Es bezeichnete im Gegentheil einen wesentlichen Fortschritt, als man das Protagon als den Hauptbestandtheil des Hirnmarkes und die Gallensäure als den der Galle erkannte. Der unkritische Standpunkt, der sich in der physiologischen Chemie häufig geltend macht, hat zur Folge, dass viele Thatsachen, die offenbar den Lebenserscheinungen nicht entsprechen, als unbedingte Wahrheiten aufgestellt werden. Die Stoffänderungen der lebenden Gewebe gehen aus den feinsten Bedingungen, die sich in der Natur überhaupt zeigen, hervor und die gegenwärtigen Mittel der Physik und Chemie reichen meist nicht hin, dieselben willkührlich herzustellen. Statt sich dieser ausserordentlichen Schwierigkeiten bewusst zu sein und sein olda ovi un olda in geziemender Bescheidenheit auf jedem Schritte anzuerkennen, werden oft unvollkommene Thatsachen zusammengestellt und Vorstellungen und Annahmen auf ihnen aufgebaut, die an die chemischen Phantasieen früherer Jahrhunderte erinnern. Mehr als eine Erfahrung, die z. B. das Blut oder der Zuckergehalt der Leber an die Hand gibt, müssen sich als Mahnung geltend machen, dass keine die Zusammensetzung eines Gewebes betreffende Angabe zuverlässig ist, wenn sie sich nicht an dem vollkommen lebenden Gebilde bestätigt hat. Diese Bedingung vergrössert aber natürlich die ohnediess schon ausserordentlichen Schwierigkeiten der physiologisch-chemischen Untersuchung in hohem Grade.

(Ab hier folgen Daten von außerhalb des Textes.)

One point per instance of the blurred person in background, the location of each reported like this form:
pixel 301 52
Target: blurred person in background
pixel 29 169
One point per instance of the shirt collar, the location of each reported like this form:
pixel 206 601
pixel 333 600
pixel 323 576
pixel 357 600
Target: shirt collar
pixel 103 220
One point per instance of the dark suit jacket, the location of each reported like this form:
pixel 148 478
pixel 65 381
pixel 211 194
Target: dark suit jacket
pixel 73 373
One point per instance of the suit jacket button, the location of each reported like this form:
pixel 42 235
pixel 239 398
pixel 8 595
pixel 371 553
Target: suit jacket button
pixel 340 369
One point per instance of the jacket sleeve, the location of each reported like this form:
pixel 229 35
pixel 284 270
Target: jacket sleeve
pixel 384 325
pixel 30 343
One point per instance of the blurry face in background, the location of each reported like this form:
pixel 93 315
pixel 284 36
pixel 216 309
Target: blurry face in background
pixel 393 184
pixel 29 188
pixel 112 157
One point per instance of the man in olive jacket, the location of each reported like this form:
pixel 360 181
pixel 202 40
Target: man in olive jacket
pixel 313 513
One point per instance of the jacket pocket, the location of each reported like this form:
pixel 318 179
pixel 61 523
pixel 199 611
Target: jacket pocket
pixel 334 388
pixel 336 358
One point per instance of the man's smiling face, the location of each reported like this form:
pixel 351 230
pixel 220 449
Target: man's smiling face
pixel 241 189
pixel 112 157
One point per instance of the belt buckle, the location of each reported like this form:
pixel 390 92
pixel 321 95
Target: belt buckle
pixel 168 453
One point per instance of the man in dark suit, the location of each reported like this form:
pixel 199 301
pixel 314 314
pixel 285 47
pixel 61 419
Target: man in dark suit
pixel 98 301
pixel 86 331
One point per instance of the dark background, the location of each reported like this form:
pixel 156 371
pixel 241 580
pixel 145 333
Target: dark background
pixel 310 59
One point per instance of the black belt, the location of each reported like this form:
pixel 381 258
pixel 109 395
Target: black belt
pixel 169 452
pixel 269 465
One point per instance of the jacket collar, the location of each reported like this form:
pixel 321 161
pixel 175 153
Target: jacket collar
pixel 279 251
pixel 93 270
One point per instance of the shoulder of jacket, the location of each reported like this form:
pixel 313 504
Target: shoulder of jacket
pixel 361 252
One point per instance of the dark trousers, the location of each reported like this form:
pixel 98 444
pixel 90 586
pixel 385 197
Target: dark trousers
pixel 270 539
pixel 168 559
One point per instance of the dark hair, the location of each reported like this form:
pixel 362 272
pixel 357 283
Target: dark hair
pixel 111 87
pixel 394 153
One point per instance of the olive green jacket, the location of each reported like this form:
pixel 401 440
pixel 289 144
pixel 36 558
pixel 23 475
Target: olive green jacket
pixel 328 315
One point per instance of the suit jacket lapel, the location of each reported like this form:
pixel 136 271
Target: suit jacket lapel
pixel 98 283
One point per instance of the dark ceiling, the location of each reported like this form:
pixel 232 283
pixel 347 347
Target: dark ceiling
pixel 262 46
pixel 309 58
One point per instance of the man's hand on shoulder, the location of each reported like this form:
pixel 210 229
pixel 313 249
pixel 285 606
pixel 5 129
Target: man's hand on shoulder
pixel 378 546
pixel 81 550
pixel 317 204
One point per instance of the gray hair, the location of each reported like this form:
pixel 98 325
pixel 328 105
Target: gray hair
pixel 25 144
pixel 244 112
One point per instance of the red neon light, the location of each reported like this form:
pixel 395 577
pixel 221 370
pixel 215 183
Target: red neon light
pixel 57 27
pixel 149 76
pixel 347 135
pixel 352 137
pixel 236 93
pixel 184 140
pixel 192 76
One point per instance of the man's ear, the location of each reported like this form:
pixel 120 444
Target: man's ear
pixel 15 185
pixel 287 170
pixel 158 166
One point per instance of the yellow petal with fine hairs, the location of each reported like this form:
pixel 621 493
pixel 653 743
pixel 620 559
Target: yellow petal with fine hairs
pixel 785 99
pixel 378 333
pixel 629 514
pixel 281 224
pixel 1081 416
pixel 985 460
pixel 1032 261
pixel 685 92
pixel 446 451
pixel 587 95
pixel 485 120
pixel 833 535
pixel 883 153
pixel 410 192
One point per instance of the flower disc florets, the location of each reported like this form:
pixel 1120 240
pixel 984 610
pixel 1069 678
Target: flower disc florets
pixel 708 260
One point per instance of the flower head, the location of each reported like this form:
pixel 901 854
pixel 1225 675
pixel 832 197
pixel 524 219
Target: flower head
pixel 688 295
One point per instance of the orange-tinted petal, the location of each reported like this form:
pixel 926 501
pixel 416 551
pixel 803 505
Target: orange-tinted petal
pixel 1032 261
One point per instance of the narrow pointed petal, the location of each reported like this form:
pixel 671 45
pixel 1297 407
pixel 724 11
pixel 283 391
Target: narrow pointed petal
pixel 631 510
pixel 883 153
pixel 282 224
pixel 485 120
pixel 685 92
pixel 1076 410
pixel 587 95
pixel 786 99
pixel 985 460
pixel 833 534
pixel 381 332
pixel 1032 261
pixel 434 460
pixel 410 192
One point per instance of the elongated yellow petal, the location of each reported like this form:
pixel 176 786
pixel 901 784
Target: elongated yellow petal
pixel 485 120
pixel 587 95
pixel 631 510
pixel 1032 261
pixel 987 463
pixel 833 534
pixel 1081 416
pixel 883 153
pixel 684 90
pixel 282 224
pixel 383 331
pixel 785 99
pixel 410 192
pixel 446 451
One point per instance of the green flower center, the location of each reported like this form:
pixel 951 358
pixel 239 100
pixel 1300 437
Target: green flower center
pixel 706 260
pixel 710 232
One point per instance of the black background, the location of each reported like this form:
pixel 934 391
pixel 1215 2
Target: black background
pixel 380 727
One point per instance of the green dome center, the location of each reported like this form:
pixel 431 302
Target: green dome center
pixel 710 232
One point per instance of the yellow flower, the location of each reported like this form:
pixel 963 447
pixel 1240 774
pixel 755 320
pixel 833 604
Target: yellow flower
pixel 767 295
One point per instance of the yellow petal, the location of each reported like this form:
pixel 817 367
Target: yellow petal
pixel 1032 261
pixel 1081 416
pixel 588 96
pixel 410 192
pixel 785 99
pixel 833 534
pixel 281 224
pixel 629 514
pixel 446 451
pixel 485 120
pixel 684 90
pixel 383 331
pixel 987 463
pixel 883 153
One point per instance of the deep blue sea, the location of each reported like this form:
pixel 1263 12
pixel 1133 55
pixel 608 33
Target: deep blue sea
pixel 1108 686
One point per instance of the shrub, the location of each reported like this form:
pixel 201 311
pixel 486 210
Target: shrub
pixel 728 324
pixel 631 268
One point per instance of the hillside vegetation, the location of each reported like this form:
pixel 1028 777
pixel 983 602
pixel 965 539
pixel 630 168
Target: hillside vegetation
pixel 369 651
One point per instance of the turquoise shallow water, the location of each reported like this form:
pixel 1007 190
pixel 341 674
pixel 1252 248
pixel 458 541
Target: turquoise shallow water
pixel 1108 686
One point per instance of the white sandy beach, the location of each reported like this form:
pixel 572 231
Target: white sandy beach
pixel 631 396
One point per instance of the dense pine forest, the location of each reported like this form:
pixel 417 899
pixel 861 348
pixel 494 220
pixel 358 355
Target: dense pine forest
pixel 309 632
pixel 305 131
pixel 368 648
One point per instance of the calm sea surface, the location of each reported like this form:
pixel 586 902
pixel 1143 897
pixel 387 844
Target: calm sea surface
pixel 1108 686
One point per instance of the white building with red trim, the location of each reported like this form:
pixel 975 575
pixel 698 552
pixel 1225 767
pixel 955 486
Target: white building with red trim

§. 10. Die physikalische und selbst die mathematische Behandlung der Naturwissenschaften hütet sich nicht immer vor Schwächen, welche die Gegenwart nicht selten unbeachtet lässt. Man findet hin und wieder sogenannte a priorische Beweise, z. B. der Gleichheit der Ausstrahlung und der Aufnahme des Lichtes und der Wärme durch denselben Körper oder Herleitungen des grössten Werthes der Stärke des galvanischen Stromes bei Gleichheit des inneren und des äusseren Widerstandes, denen man es ansieht, dass man das aus der Erfahrung bekannte Ergebniss durch einen erkünstelten oder ungenügenden Gedankengang scheinbar rein theoretisch finden

will. Etwas Aehnliches wiederholt sich für manche rein mathematische Herleitungen einzelner Schriftsteller. Die theoretische Mechanik und selbst die Astronomie stellt viele Sätze, die auf blossen Annäherungen beruhen, als unbedingt und genau hin. Die gewöhnliche Betrachtungsweise aller Erscheinungen, in denen Bewegungsbeschleunigungen vorkommen und auf die man den d'ALEMBERT'schen

Grundsatz) zur Aufstellung der Ausgangsgleichung anwendet, gehört hierher, weil man nur dann eine Differentialgleichung zweiter Ordnung erhält, wenn man die Differentialien höherer Ordnung hinweglässt. Der in der Physik geläufige Satz, dass die Schwere mit dem Sinusquadrat der Breite von dem Aequator nach den Polen zunehme2), und die Lehren der Astronomie von der Beständigkeit der grossen Achsen, den geringen Excentricitäten und den kleinen gegenseitigen Neigungen der Planetenbahnen 3) sind ebenfalls blosse Ausdrücke von Bestimmungen, in denen man bei den Grössen zweiter Ordnung stehen bleibt. Die meisten astronomischen Rechnungen überhaupt, die sich auf die Anziehungserscheinungen und deren Folgen, wie z. B. die Ebbe und Fluth beziehen, beschränken sich auf solche Näherungsbestimmungen. Manche mathematische Theorieen begehen überdiess noch den Fehler, dass sie aus Reihen als bedeutungslos Glieder hinweglassen, die von derselben Ordnung, wie die beibehaltenen sind.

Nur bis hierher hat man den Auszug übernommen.